A dull thump rang in my ears as I made a sudden direct contact with the wall. Jake was a few good inches taller than I was, and his pounds were much higher than mine. After all, he was the football player and the school bully. That kind of reputation doesn't come from nothing.

"If you weren't so fucking pretty, I would've ruined your face a long time ago."

I only glared back at him, trying my best to stop my muscles from shaking. He wore a satisfied grin on his face as he forced my shirt off of my body. I squirmed in protest, not wanting this anymore, but the more I moved, the grip around me tightened.

His thick fingers slithered across my waist, but I wasn't able to do anything. All I could do was hope that my eyes wouldn't shed the tears forcing their ways out. Crying in front of my enemy was the last thing I wanted to do. I didn't want to look vulnerable.

I closed my eyes as I felt my pants unzip and impatiently pulled off. The only thing left on my body, the boxers, were roughly tugged off just as quickly, leaving me completely exposed. His mouth was stationed at my neck, sucking the soft patches roughly.

"Let.go.of me."

I managed to hiss out before he delivered a strong slap across my cheek.

"Shut up, you whore."

I shut my eyes tightly, the burning sensation throughout my body eventually turning into a dull numbness. I didn't let out a cry of defeat or a pitiful whimper. Instead, I kept silence as his body tore me apart from the inside. I kept telling myself the pain was nothing. I whispered to myself that I should be used to it.

My eyes burned as he left, leaving me on the cold floor, completely naked. I couldn't move myself to sit up and I wanted to just sleep there or better, die. After a few minutes, I was able to gather my strength to pick my clothes off the floor, glad that it wasn't ripped or anything.

I glanced at the clock on the wall, noting that the red numbers showed that I still had a few minutes to compose myself.
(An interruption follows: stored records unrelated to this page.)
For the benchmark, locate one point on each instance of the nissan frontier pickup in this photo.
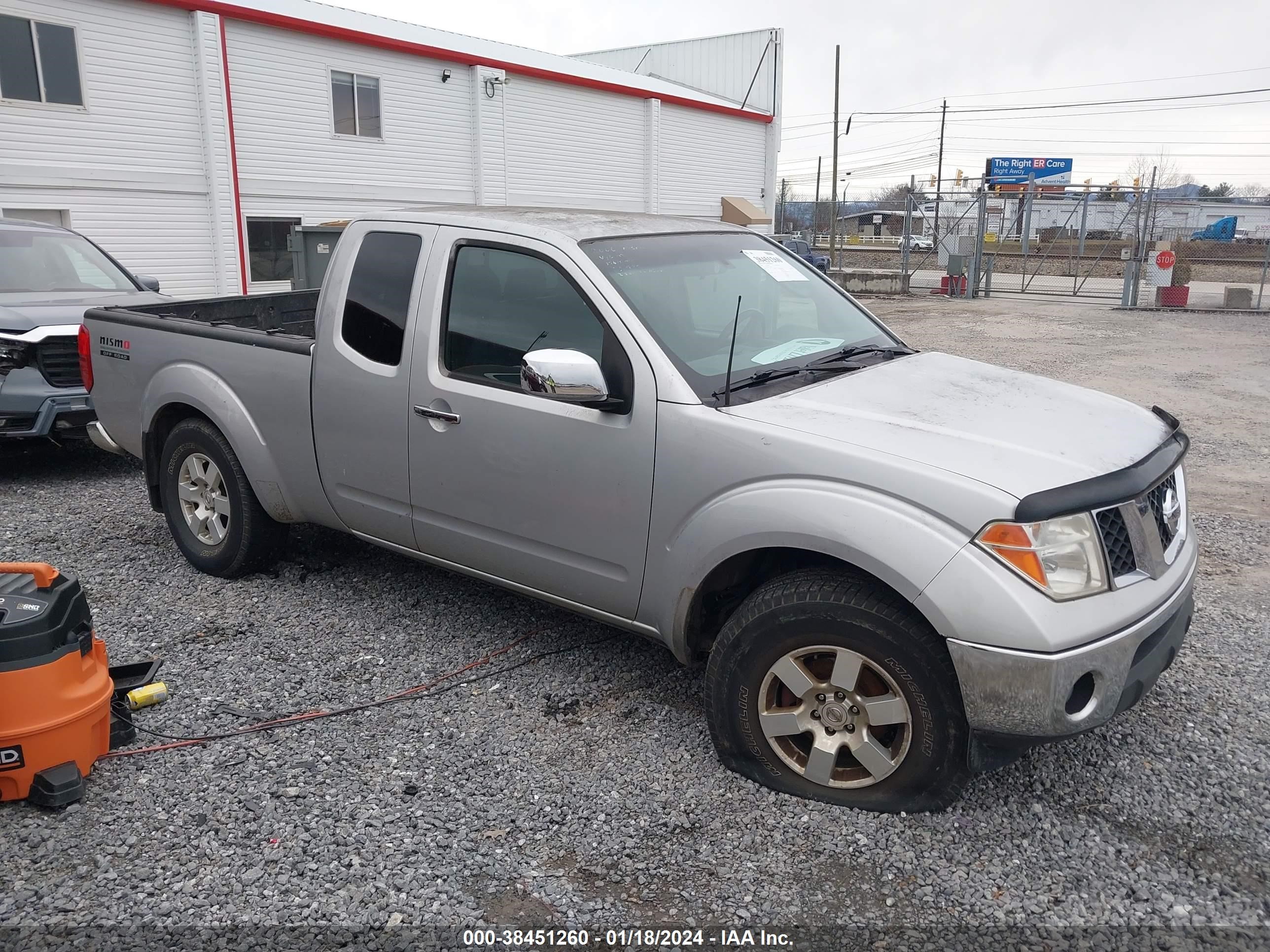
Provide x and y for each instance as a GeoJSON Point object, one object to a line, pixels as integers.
{"type": "Point", "coordinates": [900, 567]}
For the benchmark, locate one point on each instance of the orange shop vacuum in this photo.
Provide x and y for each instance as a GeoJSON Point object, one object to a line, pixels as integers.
{"type": "Point", "coordinates": [55, 687]}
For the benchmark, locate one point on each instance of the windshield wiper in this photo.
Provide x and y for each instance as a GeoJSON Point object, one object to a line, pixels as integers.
{"type": "Point", "coordinates": [834, 364]}
{"type": "Point", "coordinates": [756, 378]}
{"type": "Point", "coordinates": [859, 351]}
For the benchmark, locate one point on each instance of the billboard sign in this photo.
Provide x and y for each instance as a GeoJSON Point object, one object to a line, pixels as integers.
{"type": "Point", "coordinates": [1015, 172]}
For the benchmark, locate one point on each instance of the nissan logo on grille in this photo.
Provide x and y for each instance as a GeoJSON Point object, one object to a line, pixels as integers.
{"type": "Point", "coordinates": [1172, 512]}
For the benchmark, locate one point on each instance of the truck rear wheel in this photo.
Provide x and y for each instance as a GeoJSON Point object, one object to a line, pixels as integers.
{"type": "Point", "coordinates": [831, 687]}
{"type": "Point", "coordinates": [212, 512]}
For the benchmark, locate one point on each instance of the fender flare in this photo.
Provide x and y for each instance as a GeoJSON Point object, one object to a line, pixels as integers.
{"type": "Point", "coordinates": [896, 541]}
{"type": "Point", "coordinates": [197, 386]}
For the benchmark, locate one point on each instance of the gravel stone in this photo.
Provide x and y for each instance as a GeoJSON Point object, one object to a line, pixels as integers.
{"type": "Point", "coordinates": [581, 790]}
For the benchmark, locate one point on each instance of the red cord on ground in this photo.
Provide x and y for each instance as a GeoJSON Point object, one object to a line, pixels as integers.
{"type": "Point", "coordinates": [317, 715]}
I wanted to wash myself and go to sleep, but I couldn't.instead, I leaned my body against the wall and cried to myself, letting the anger out. It was all I could do to comfort myself.

Even my tears seemed unreal.

As I tried to stand up, I was met with a sharp pain in my waist. That bastard had no idea how hard it was to walk after that. Not that he cared. I found myself on the cold tiled floor again, unable to stand up. I didn't know why, but what Jake did to me today seemed to do more damage to me than usual.
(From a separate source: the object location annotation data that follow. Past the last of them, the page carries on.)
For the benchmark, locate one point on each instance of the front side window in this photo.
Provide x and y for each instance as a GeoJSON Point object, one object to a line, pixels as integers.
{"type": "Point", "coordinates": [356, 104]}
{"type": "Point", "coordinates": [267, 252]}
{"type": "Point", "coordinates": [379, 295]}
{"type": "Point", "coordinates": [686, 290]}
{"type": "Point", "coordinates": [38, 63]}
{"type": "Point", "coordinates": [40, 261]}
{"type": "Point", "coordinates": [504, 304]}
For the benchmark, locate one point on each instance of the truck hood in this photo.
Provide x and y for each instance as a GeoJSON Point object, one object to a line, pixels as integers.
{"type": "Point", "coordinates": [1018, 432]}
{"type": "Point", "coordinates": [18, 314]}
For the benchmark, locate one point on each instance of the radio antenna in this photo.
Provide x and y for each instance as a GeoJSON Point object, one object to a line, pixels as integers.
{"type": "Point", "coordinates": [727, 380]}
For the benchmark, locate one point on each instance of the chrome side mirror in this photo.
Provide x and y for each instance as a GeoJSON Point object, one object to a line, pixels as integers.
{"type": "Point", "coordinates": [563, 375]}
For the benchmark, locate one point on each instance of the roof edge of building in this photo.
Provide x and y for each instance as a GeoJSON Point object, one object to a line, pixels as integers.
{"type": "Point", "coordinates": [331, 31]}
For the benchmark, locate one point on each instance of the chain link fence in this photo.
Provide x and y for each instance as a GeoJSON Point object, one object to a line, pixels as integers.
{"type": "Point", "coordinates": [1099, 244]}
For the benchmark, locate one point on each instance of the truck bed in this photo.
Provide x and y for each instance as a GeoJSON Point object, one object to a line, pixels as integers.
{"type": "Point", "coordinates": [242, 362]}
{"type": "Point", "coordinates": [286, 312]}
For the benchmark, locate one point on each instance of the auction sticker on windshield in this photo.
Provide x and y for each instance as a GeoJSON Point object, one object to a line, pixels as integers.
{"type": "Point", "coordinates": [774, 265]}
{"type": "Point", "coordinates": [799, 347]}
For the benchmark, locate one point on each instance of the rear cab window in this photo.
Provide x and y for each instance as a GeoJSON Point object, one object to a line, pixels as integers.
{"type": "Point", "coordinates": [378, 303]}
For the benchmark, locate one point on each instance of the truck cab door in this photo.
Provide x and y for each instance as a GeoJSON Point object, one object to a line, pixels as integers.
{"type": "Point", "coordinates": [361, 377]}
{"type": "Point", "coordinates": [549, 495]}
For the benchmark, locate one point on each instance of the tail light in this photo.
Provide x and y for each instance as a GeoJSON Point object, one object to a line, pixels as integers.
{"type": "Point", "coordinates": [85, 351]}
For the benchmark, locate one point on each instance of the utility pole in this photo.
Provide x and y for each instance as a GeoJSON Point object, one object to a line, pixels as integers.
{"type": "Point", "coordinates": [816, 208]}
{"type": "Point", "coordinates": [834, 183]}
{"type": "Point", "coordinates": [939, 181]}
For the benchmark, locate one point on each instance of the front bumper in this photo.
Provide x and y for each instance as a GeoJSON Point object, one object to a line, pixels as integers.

The bell rang, but I didn't care. Even if I cared, I wouldn't be able to get up anyway. Sitting on the bathroom floor, I emptied my head, trying to clear it. Then I could feel a strong iciness enveloping me, but the coldness seemed to provide comfort.

I laughed quietly to myself. Even in a situation like this, I was laughing.

Finally managing to stand on my feet again, I stumbled to the mirror, making sure that the marks he left me didn't show. I covered my neck the best as I could with the jacket. I gasped silently when I heard the bathroom door swing open.

From the mirror, I could see a tall man walk in, whistling a tune to himself. It was the new teacher.